Key Ingredients & Substitutions:
- Buckwheat groats: You can use quinoa or steel-cut oats for a different texture.
- Mushrooms: Any type works, like cremini, shiitake, or button mushrooms.
- Kale: Spinach or Swiss chard are excellent leafy green alternatives.
- Nutritional yeast: Adds a cheesy flavor; skip if unavailable.
- Vegetable broth: Water can be used in a pinch, but broth adds more flavor.
Ingredients:
- 1 cup buckwheat groats, rinsed
- 2 cups vegetable broth (or water)
- 1 tablespoon olive oil
- 8 ounces mushrooms, sliced
- 3 cups kale, stems removed and chopped
- 2 cloves garlic, minced
- 1 tablespoon nutritional yeast (optional)

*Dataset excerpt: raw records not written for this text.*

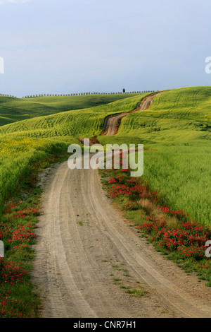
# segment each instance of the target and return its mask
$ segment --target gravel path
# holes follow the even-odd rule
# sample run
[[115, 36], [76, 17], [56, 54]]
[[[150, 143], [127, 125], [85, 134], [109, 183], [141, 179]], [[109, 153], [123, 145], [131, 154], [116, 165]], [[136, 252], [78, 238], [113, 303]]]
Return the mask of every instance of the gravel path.
[[[42, 317], [211, 317], [210, 288], [139, 237], [97, 170], [64, 162], [43, 185], [33, 275]], [[140, 285], [140, 297], [122, 287]]]

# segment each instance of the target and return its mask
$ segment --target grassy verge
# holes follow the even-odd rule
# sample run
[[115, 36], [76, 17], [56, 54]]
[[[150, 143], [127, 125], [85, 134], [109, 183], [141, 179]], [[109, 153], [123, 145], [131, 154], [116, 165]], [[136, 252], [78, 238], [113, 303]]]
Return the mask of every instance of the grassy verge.
[[194, 271], [211, 286], [211, 261], [205, 256], [205, 243], [211, 239], [209, 226], [193, 220], [184, 211], [167, 206], [146, 180], [130, 177], [129, 171], [100, 172], [104, 188], [124, 216], [134, 223], [139, 236], [146, 237], [157, 251], [188, 273]]
[[[6, 153], [7, 143], [11, 142], [4, 143]], [[36, 148], [34, 146], [32, 149], [34, 158], [32, 159], [33, 143]], [[25, 169], [24, 173], [23, 168], [20, 168], [20, 173], [13, 173], [16, 187], [13, 184], [10, 194], [7, 193], [7, 199], [4, 198], [1, 206], [0, 240], [4, 242], [4, 256], [0, 257], [0, 317], [37, 317], [41, 302], [39, 295], [31, 281], [32, 260], [34, 254], [32, 245], [36, 242], [34, 230], [42, 208], [37, 174], [52, 163], [67, 160], [67, 143], [60, 142], [56, 145], [55, 142], [22, 140], [13, 142], [13, 148], [15, 146], [15, 150], [18, 147], [20, 149], [22, 147], [25, 151], [26, 159], [22, 163], [22, 167], [25, 165]], [[10, 163], [8, 155], [8, 158]], [[16, 163], [12, 164], [12, 160], [10, 165], [13, 167], [17, 166]], [[4, 171], [5, 164], [3, 165]]]

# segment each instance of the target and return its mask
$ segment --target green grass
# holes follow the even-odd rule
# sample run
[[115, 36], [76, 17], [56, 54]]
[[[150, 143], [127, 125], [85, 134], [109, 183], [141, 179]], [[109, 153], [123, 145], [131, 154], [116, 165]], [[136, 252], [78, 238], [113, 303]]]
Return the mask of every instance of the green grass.
[[0, 136], [15, 135], [36, 138], [91, 137], [94, 131], [100, 134], [107, 115], [133, 110], [148, 94], [117, 100], [106, 105], [62, 112], [24, 120], [0, 127]]
[[116, 136], [98, 140], [144, 144], [143, 177], [150, 186], [173, 209], [211, 225], [210, 121], [211, 87], [175, 89], [124, 118]]
[[[100, 136], [106, 116], [134, 109], [148, 95], [23, 100], [0, 96], [1, 221], [6, 220], [2, 212], [8, 201], [17, 200], [25, 187], [33, 187], [39, 170], [58, 158], [67, 160], [68, 146], [78, 143], [77, 138], [91, 137], [94, 132], [103, 144], [143, 143], [143, 178], [149, 186], [157, 189], [160, 198], [174, 210], [184, 210], [192, 218], [210, 225], [210, 87], [166, 91], [155, 97], [150, 109], [124, 118], [116, 136]], [[39, 191], [37, 194], [35, 191], [34, 198], [39, 196]], [[147, 212], [143, 209], [141, 213]], [[131, 220], [140, 223], [140, 210], [127, 213]], [[11, 255], [8, 254], [7, 259], [12, 260]], [[32, 257], [30, 251], [27, 263], [22, 261], [29, 273]], [[179, 263], [177, 256], [172, 259]], [[191, 264], [188, 261], [183, 267], [191, 271]], [[114, 268], [122, 270], [117, 266]], [[210, 278], [210, 272], [205, 275], [200, 268], [196, 268], [200, 278]], [[13, 299], [23, 300], [17, 312], [23, 311], [25, 316], [34, 316], [38, 300], [35, 295], [32, 297], [31, 287], [15, 289], [18, 292], [13, 293]], [[132, 292], [136, 294], [135, 288]]]
[[136, 93], [14, 98], [0, 95], [0, 126], [65, 111], [103, 105]]

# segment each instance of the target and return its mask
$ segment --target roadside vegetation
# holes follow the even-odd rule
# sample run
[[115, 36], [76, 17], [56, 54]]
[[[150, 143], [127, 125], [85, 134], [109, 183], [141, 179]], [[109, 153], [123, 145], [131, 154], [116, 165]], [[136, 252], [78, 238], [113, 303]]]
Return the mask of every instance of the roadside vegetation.
[[68, 147], [78, 144], [78, 138], [95, 136], [104, 146], [144, 144], [143, 177], [133, 181], [127, 172], [104, 172], [109, 194], [140, 236], [211, 285], [210, 259], [204, 256], [205, 241], [211, 239], [211, 88], [165, 91], [148, 109], [122, 119], [117, 135], [101, 135], [106, 117], [134, 109], [148, 95], [0, 96], [3, 317], [38, 315], [39, 295], [30, 281], [32, 244], [41, 213], [37, 174], [67, 160]]

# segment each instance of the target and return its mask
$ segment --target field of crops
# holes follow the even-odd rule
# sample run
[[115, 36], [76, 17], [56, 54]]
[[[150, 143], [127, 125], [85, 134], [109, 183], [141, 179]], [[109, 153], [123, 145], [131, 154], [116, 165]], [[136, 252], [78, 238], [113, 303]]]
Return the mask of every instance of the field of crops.
[[107, 115], [131, 111], [148, 95], [138, 95], [107, 105], [9, 124], [0, 127], [0, 136], [15, 134], [21, 136], [36, 138], [67, 136], [91, 137], [94, 131], [96, 134], [101, 134]]
[[[1, 185], [1, 202], [6, 193], [12, 193], [11, 184], [17, 183], [17, 179], [20, 179], [18, 174], [24, 174], [29, 160], [33, 160], [32, 156], [49, 152], [49, 148], [45, 150], [45, 146], [51, 144], [52, 140], [52, 146], [60, 142], [63, 149], [65, 149], [68, 144], [77, 142], [76, 138], [91, 137], [94, 133], [103, 144], [143, 143], [146, 149], [143, 177], [150, 181], [151, 186], [159, 189], [172, 208], [183, 209], [192, 218], [210, 224], [208, 197], [211, 184], [211, 88], [193, 87], [165, 91], [155, 97], [150, 109], [124, 118], [117, 135], [99, 136], [107, 115], [132, 110], [147, 95], [136, 95], [106, 105], [34, 117], [0, 127], [1, 141], [13, 142], [6, 145], [10, 157], [2, 152], [5, 148], [0, 149], [0, 182], [4, 182], [4, 186]], [[105, 98], [117, 97], [120, 95], [110, 95]], [[67, 106], [63, 98], [71, 97], [75, 100], [79, 98], [79, 106], [82, 98], [84, 100], [88, 98], [84, 105], [91, 102], [89, 98], [92, 98], [92, 103], [97, 102], [93, 98], [98, 100], [99, 96], [37, 97], [24, 101], [26, 103], [39, 101], [52, 107], [55, 98], [56, 107], [61, 109]], [[60, 107], [59, 98], [62, 98]], [[18, 142], [32, 140], [37, 147], [31, 144], [30, 148], [25, 146], [20, 148], [19, 143], [13, 146], [17, 139]], [[1, 146], [5, 146], [1, 143]]]
[[137, 95], [137, 93], [15, 98], [0, 95], [0, 126], [35, 117], [89, 108]]

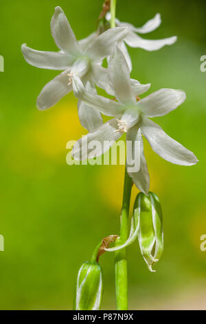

- Salt and black pepper to taste
- Optional toppings: a sprinkle of red pepper flakes, chopped fresh parsley, or a dash of hot sauce
How Much Time Will You Need?
- Total Time: 25 minutes
- Prep Time: 10 minutes
- Cook Time: 15 minutes
- Servings: 2
- Calories per serving: Approximately 350-400
- Tools Needed: Medium saucepan, large skillet
Step-by-Step Instructions:
1. Cook the Buckwheat
Combine the rinsed buckwheat groats and vegetable broth in a medium saucepan. Bring to a boil, then reduce heat to low, cover, and simmer for 15 minutes, or until the liquid is absorbed and the buckwheat is tender. Fluff with a fork.
2. Sauté the Mushrooms
While the buckwheat cooks, heat olive oil in a large skillet over medium heat. Add the sliced mushrooms and cook for 5-7 minutes, stirring occasionally, until they are browned and tender.
3. Add Kale and Garlic
Stir in the minced garlic and chopped kale to the skillet with the mushrooms. Cook for another 3-5 minutes, until the kale has wilted and softened.
4. Combine and Season
Add the cooked buckwheat to the skillet with the mushrooms and kale. Stir in the nutritional yeast (if using), salt, and black pepper. Mix everything together until well combined and heated through.
5. Serve Your Healthy Breakfast Bowl
Divide the Mushroom and Kale Buckwheat Bowl into two servings. Top with your favorite optional garnishes and enjoy this nourishing healthy breakfast bowl.
Variation Ideas:
- Add a poached or fried egg on top for extra protein.
- Stir in some sun-dried tomatoes for a burst of savory flavor.
- Mix in cooked lentils or chickpeas for added fiber and protein.
- A sprinkle of toasted pumpkin seeds or sunflower seeds adds a nice crunch.
Storage Instructions:
Store any leftover Mushroom and Kale Buckwheat Bowl in an airtight container in the refrigerator for up to 3 days. Reheat gently in a microwave or on the stovetop with a splash of water or broth to prevent drying out.
Frequently Asked Questions (FAQ):
Can I prepare this healthy breakfast bowl ahead of time?
Yes, you can cook the buckwheat and sauté the vegetables a day in advance. Store them separately and combine and reheat just before serving.
Is buckwheat gluten-free?
Yes, buckwheat is naturally gluten-free, making this a great option for those with gluten sensitivities.
What other vegetables can I add to this breakfast bowl?
Feel free to add bell peppers, onions, or zucchini for more variety and nutrients.
Can I make this recipe vegan?
Yes, this Mushroom and Kale Buckwheat Bowl recipe is naturally vegan as written.
How can I make this dish spicier?
Add a pinch of red pepper flakes with the garlic or a dash of your favorite hot sauce at the end.
What if I don’t have nutritional yeast?
You can omit it; the dish will still be flavorful. Nutritional yeast primarily adds a subtle cheesy, umami note.